Here is further background to the best of my recollection:

  • Chesebro had worked with me on these very matters in Bush v. Gore and Bush v. Palm Beach County (I was the Counsel of Record in both those cases) and Chesebro, although no longer part of my core research team then, was privy to all the key conversations;
  • Chesebro had discussed these matters with me personally shortly after the Supreme Court’s decisive December 12, 2000 decision in favor of George W. Bush, halting the Florida recount by a vote of 5-4;
  • Chesebro had played a role in the research underlying the relevant part of the third edition of my treatise (see page ix of the preface to the third edition, listing Chesebro along with people like Elena Kagan, Ronald Klain, and Jeff Toobin in my acknowledgements);
  • Indeed, when I acknowledged Chesebro’s role as a research assistant from the Class of 1986 along with Kagan and Toobin (see. pg iv of the preface to the second edition, 1988), I was specifically referencing work Chesebro had done for me on the precise topic of congressional power under the Necessary and Proper Clause (Art. I, §8, Cl. 18), to regulate the operations of all three branches, including Congress itself, in their discharge of specialized functions – a power I argued, though not everyone agreed, did not extend so far as to enable any one Congress to tie the hands of future Congresses with respect to how they opt to make law, including how their legislative products are to be construed and applied by the other two branches.
  • Finally, Chesebro discussed these very issues with me after reading my 2001 Harvard Law Review article criticizing the concurring opinion by Chief Justice Rehnquist.

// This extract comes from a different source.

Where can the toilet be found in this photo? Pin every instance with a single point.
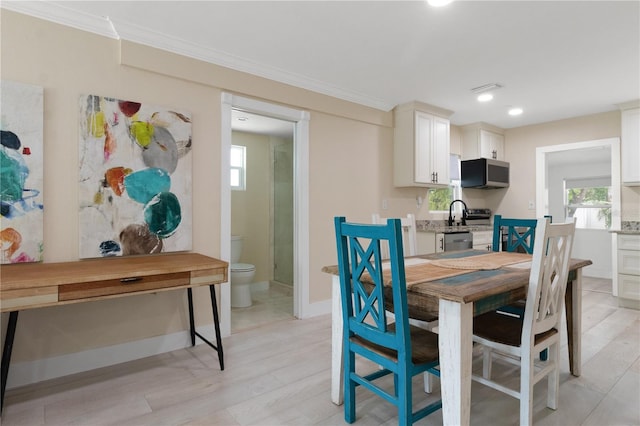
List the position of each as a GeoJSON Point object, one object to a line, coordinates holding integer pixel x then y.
{"type": "Point", "coordinates": [241, 276]}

At the time, Chesebro gave me every indication of agreeing with my views of all these issues, although of course we now have good reason to doubt that Chesebro was ever principled enough to say what he really thought as opposed to what he thought it would help him to have others believe he thought.
Chesebro’s conduct in the 2020 election is one of the reasons I joined several dozen prominent legal figures in signing onto an ethics complaint against him submitted to the Supreme Court of New York’s attorney grievance committee. That complaint alleged that his “conduct was infused throughout with ‘dishonesty, fraud, deceit, [and] reckless or intentional misrepresentation’ contrary to the core standard of” the rules of professional conduct.

The latest indictment places his conduct in even more stark terms.

My own conclusion is that all of this, the indictment included, reveals that from at least mid-November 2020, Chesebro had contrived a scheme (later adapted by Eastman), which included misusing the very parts of my treatise that Chesebro had helped me with as a research assistant going back to the second edition (1988), thereby casting me falsely as a supporter of a ludicrous reading of the Constitution that Chesebro and Eastman both apparently sought to normalize so that it would make it easier for Trump to get away with circumventing the Act.

A dissection of the November 18 Memorandum shows not only a gross misrepresentation of legal authorities, but more importantly Chesebro’s pivotal role in laying the groundwork for “a coup in search of a legal theory.”

The import of all this goes well beyond elections past and reaches to elections yet to come. Congress meticulously updated and reinforced the Electoral Count Act in legislation signed into lawlast December. In future elections, removing the guardrails of the Electoral Count Act as Chesebro sought to do could grievously endanger our entire system of self-government under law.